A lot of details need to be hashed out, and Dish officials couldn’t provide a figure on the number of jobs the new wireless arm might create in the state. Of the company’s 16,000 current employees, 4,800 are based in Colorado, primarily in metro Denver.
Sprint has about 30,000 employees and T-Mobile has about 51,000. But Dish expects to run much leaner than the incumbents, which it counts as part of its competitive advantage.
Ergen said Dish plans to use existing providers wherever feasible and to funnel tasks like customer service and maintenance through its existing workforce. It will virtualize or use software instead of hardware when it can, which should generate substantial savings.
Assuming Dish can run its wireless operations at build-out with 15,000 people, half of what Sprint deployed, that could still bring 4,500 jobs to metro Denver if the company keeps a similar ratio of local workers to total workers as it does with its television subscription business.
The rollout of 5G wireless services, both mobile and fixed, has generated a tremendous amount of buzz and is expected to transform the economy in unexpected ways. And while it remains in early days, network upgrades are already having an impact.

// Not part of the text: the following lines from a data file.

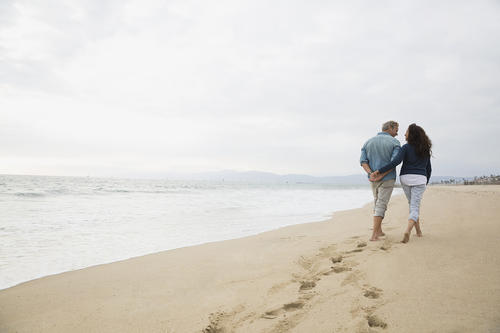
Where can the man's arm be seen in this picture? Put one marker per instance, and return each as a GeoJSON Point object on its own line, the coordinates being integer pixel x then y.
{"type": "Point", "coordinates": [367, 168]}
{"type": "Point", "coordinates": [363, 160]}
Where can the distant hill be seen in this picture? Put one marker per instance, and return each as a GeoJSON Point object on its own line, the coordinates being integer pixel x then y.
{"type": "Point", "coordinates": [268, 177]}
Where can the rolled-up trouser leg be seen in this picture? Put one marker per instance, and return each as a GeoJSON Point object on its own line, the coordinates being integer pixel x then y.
{"type": "Point", "coordinates": [382, 191]}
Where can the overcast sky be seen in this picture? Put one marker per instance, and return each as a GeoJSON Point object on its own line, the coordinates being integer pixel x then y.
{"type": "Point", "coordinates": [129, 88]}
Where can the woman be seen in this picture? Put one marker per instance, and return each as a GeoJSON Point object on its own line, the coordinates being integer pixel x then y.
{"type": "Point", "coordinates": [414, 174]}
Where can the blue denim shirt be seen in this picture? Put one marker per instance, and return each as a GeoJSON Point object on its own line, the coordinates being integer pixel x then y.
{"type": "Point", "coordinates": [379, 151]}
{"type": "Point", "coordinates": [412, 163]}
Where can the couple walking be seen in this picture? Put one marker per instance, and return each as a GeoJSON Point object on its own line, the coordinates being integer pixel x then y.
{"type": "Point", "coordinates": [379, 157]}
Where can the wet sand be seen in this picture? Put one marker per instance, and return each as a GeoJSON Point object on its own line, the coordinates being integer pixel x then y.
{"type": "Point", "coordinates": [317, 277]}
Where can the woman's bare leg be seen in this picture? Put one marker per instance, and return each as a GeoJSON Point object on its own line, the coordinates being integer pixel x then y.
{"type": "Point", "coordinates": [417, 228]}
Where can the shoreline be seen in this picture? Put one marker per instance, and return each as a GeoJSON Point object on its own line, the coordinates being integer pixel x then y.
{"type": "Point", "coordinates": [284, 280]}
{"type": "Point", "coordinates": [118, 256]}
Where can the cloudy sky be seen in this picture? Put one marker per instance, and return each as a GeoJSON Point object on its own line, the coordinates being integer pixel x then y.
{"type": "Point", "coordinates": [137, 88]}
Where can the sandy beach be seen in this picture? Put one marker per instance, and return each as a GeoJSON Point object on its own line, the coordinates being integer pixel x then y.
{"type": "Point", "coordinates": [317, 277]}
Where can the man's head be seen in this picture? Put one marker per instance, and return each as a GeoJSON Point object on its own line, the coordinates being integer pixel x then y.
{"type": "Point", "coordinates": [391, 127]}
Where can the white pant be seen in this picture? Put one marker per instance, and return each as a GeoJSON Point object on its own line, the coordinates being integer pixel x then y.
{"type": "Point", "coordinates": [414, 195]}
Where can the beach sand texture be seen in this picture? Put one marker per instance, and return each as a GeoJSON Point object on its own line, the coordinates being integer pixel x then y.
{"type": "Point", "coordinates": [316, 277]}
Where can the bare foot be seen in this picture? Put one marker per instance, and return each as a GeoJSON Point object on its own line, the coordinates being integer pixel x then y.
{"type": "Point", "coordinates": [406, 238]}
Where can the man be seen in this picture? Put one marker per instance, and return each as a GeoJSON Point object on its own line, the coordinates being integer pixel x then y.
{"type": "Point", "coordinates": [377, 152]}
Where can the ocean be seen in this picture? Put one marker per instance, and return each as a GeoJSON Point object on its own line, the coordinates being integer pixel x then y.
{"type": "Point", "coordinates": [50, 225]}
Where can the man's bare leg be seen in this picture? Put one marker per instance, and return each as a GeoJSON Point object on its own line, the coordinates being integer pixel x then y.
{"type": "Point", "coordinates": [406, 237]}
{"type": "Point", "coordinates": [417, 228]}
{"type": "Point", "coordinates": [377, 228]}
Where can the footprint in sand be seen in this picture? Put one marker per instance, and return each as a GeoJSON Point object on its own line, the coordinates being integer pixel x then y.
{"type": "Point", "coordinates": [337, 258]}
{"type": "Point", "coordinates": [272, 314]}
{"type": "Point", "coordinates": [386, 245]}
{"type": "Point", "coordinates": [307, 285]}
{"type": "Point", "coordinates": [215, 325]}
{"type": "Point", "coordinates": [374, 321]}
{"type": "Point", "coordinates": [361, 244]}
{"type": "Point", "coordinates": [372, 293]}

Installers and repairers of radio, cellular and tower equipment represented the fastest-growing single job category in the state, going from 70 positions in 2009 to 570 last year, according to a study from CommercialCafé.
Dish already was retraining service technicians who installed satellite dishes to handle wireless equipment. The company was also planning to spend up to $1 billion by 2020 on a narrow-band network that would allow commercial users to connect multiple devices and sensors.

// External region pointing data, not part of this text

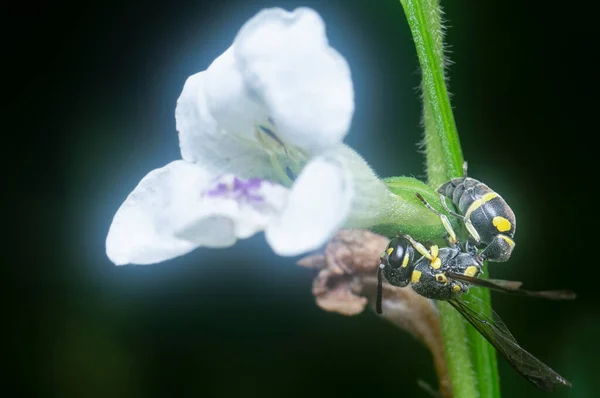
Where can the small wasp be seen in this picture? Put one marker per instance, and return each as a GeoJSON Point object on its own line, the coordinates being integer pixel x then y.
{"type": "Point", "coordinates": [489, 220]}
{"type": "Point", "coordinates": [445, 274]}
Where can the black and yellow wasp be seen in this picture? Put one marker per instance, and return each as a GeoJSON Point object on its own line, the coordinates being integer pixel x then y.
{"type": "Point", "coordinates": [489, 220]}
{"type": "Point", "coordinates": [448, 272]}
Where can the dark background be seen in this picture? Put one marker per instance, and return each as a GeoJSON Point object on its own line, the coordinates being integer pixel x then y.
{"type": "Point", "coordinates": [89, 98]}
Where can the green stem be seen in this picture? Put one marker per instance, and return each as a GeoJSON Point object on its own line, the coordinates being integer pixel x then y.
{"type": "Point", "coordinates": [472, 367]}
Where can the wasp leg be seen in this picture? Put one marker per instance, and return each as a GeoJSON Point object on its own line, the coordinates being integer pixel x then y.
{"type": "Point", "coordinates": [445, 222]}
{"type": "Point", "coordinates": [468, 224]}
{"type": "Point", "coordinates": [432, 255]}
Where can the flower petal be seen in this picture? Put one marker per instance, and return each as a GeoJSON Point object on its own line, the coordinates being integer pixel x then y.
{"type": "Point", "coordinates": [287, 63]}
{"type": "Point", "coordinates": [335, 189]}
{"type": "Point", "coordinates": [176, 209]}
{"type": "Point", "coordinates": [317, 206]}
{"type": "Point", "coordinates": [204, 141]}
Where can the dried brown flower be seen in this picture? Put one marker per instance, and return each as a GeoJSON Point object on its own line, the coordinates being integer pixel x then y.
{"type": "Point", "coordinates": [347, 282]}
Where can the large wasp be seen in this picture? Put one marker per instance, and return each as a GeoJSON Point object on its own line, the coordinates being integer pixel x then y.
{"type": "Point", "coordinates": [445, 274]}
{"type": "Point", "coordinates": [489, 220]}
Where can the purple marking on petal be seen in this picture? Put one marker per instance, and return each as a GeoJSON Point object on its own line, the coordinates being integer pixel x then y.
{"type": "Point", "coordinates": [239, 189]}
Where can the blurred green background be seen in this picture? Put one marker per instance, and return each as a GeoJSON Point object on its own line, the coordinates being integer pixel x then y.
{"type": "Point", "coordinates": [88, 110]}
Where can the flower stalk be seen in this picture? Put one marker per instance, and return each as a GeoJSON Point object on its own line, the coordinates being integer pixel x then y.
{"type": "Point", "coordinates": [472, 366]}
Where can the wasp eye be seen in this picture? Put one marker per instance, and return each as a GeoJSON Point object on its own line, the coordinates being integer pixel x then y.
{"type": "Point", "coordinates": [397, 253]}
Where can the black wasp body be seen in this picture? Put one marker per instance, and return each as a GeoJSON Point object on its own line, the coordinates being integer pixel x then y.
{"type": "Point", "coordinates": [428, 274]}
{"type": "Point", "coordinates": [487, 217]}
{"type": "Point", "coordinates": [445, 274]}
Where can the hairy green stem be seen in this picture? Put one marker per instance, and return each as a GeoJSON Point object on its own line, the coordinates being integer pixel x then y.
{"type": "Point", "coordinates": [471, 359]}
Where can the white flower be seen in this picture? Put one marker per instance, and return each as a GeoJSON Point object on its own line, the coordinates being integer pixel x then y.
{"type": "Point", "coordinates": [260, 133]}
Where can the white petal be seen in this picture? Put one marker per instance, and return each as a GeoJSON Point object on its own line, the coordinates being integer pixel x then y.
{"type": "Point", "coordinates": [317, 206]}
{"type": "Point", "coordinates": [228, 100]}
{"type": "Point", "coordinates": [286, 61]}
{"type": "Point", "coordinates": [336, 189]}
{"type": "Point", "coordinates": [204, 141]}
{"type": "Point", "coordinates": [172, 211]}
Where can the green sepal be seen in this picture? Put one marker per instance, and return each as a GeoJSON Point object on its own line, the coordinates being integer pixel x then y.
{"type": "Point", "coordinates": [407, 214]}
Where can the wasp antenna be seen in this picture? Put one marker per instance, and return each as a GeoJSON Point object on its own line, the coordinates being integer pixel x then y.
{"type": "Point", "coordinates": [379, 290]}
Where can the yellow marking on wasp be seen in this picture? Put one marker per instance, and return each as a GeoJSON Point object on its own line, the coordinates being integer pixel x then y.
{"type": "Point", "coordinates": [508, 240]}
{"type": "Point", "coordinates": [415, 277]}
{"type": "Point", "coordinates": [448, 227]}
{"type": "Point", "coordinates": [479, 202]}
{"type": "Point", "coordinates": [405, 260]}
{"type": "Point", "coordinates": [501, 224]}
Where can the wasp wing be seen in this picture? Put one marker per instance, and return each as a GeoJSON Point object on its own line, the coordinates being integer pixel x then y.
{"type": "Point", "coordinates": [494, 331]}
{"type": "Point", "coordinates": [513, 287]}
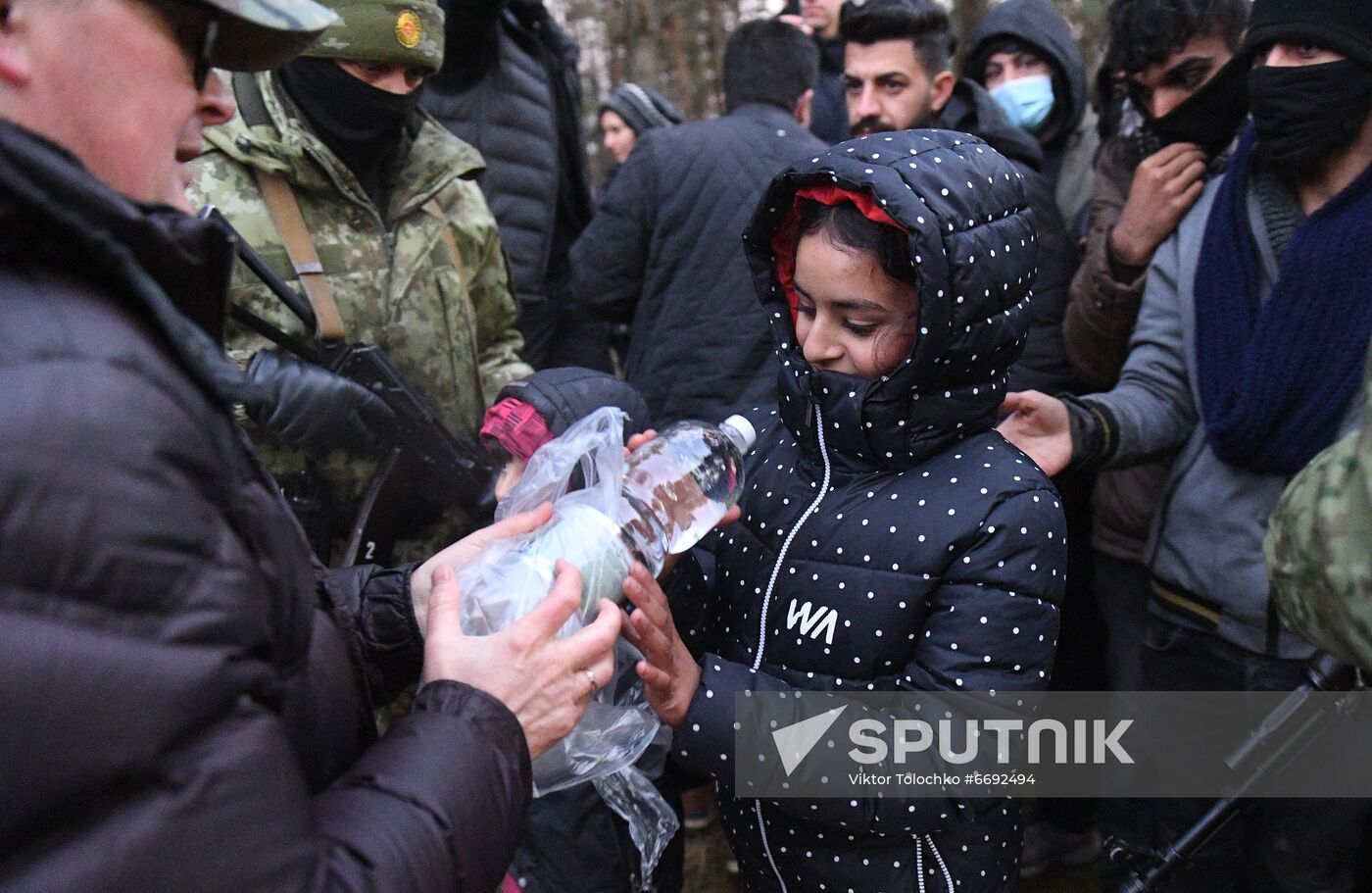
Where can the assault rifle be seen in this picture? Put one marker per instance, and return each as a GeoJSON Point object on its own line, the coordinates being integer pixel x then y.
{"type": "Point", "coordinates": [1278, 739]}
{"type": "Point", "coordinates": [422, 461]}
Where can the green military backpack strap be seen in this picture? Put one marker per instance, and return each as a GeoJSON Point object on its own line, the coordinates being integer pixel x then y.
{"type": "Point", "coordinates": [290, 222]}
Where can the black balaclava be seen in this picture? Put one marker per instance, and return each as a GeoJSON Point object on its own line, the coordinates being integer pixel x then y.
{"type": "Point", "coordinates": [1303, 114]}
{"type": "Point", "coordinates": [1209, 117]}
{"type": "Point", "coordinates": [360, 124]}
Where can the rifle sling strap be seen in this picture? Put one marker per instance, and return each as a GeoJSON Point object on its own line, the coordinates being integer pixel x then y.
{"type": "Point", "coordinates": [290, 223]}
{"type": "Point", "coordinates": [305, 261]}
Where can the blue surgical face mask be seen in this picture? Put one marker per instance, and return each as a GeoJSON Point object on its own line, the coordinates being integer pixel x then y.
{"type": "Point", "coordinates": [1026, 100]}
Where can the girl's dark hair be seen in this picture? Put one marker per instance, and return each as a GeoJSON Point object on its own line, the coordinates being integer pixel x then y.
{"type": "Point", "coordinates": [847, 226]}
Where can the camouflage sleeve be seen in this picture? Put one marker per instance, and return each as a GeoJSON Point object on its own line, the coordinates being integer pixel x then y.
{"type": "Point", "coordinates": [498, 342]}
{"type": "Point", "coordinates": [1319, 548]}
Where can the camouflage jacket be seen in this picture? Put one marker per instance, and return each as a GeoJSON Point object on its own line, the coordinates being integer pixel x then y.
{"type": "Point", "coordinates": [452, 333]}
{"type": "Point", "coordinates": [1319, 545]}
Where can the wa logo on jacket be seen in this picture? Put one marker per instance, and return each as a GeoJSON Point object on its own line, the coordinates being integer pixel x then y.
{"type": "Point", "coordinates": [812, 621]}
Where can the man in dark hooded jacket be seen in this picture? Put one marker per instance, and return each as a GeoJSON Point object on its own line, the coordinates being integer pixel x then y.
{"type": "Point", "coordinates": [662, 251]}
{"type": "Point", "coordinates": [1246, 360]}
{"type": "Point", "coordinates": [898, 72]}
{"type": "Point", "coordinates": [1022, 52]}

The Front Range was part of that initial build-out, meaning the region could have a head start when it comes to the areas that receive Dish 5G services. Dish isn’t saying where it will deploy first.
Ergen said the new architecture the network will be built on offers a tremendous amount of capacity. If Dish matches Verizon Wireless with 120 million retail customers, that would take up only 30 percent of the capacity available, Ergen said.
Helen H. Richardson, The Denver PostDish team members Director of Engineering Monty Groff, right, Rick Sanders, middle and Brandon Stepp, right, both mobile tower deployers, set up a COW, or Cell On Wheels tower, near the DISH Riverfront Call Center in Littleton on July 30, 2019.
Dish could lease another 35 percent out for 5G applications like precision agriculture, health care, robotics, smart cities, smart grid, blockchain, artificial intelligence and driverless vehicles, he said.
After years of failed attempts to acquire wireless spectrum, Dish started winning in 2008. That initially excited investors, who drove up the company’s market value.
But as the years passed with that spectrum not deployed and with the government’s use-it-or-lose deadline around the corner, concerned mounted.
“If you don’t have a viable business around (spectrum), it doesn’t have a lot of value,” said Matthew Harrigan, a telecom and entertainment analyst with Benchmark.
But the right opportunity finally came along, and Ergen’s patience and planning paid off.
“Without the existing spectrum, Dish wouldn’t have been a credible carrier from the vantage point of the FCC or the DOJ,” Harrigan said.
Dish still faces a herculean task. It will need to put up or lease capacity on 15,000 cellular towers to reach 70 percent of the U.S. population by June 2023. It will need to win over customers from well-entrenched rivals like Verizon and AT&T.
And while T-Mobile will initially be an ally, it is expected to up its game once it absorbs Sprint.
Attorneys general in 13 states, including Colorado’s Phil Weiser, have sued to block the combination on grounds it will result in higher wireless bills and harm low-income consumers. They also question whether Dish will be a serious competitor for retail customers.
“My gut feeling is this goes through,” Harrigan said.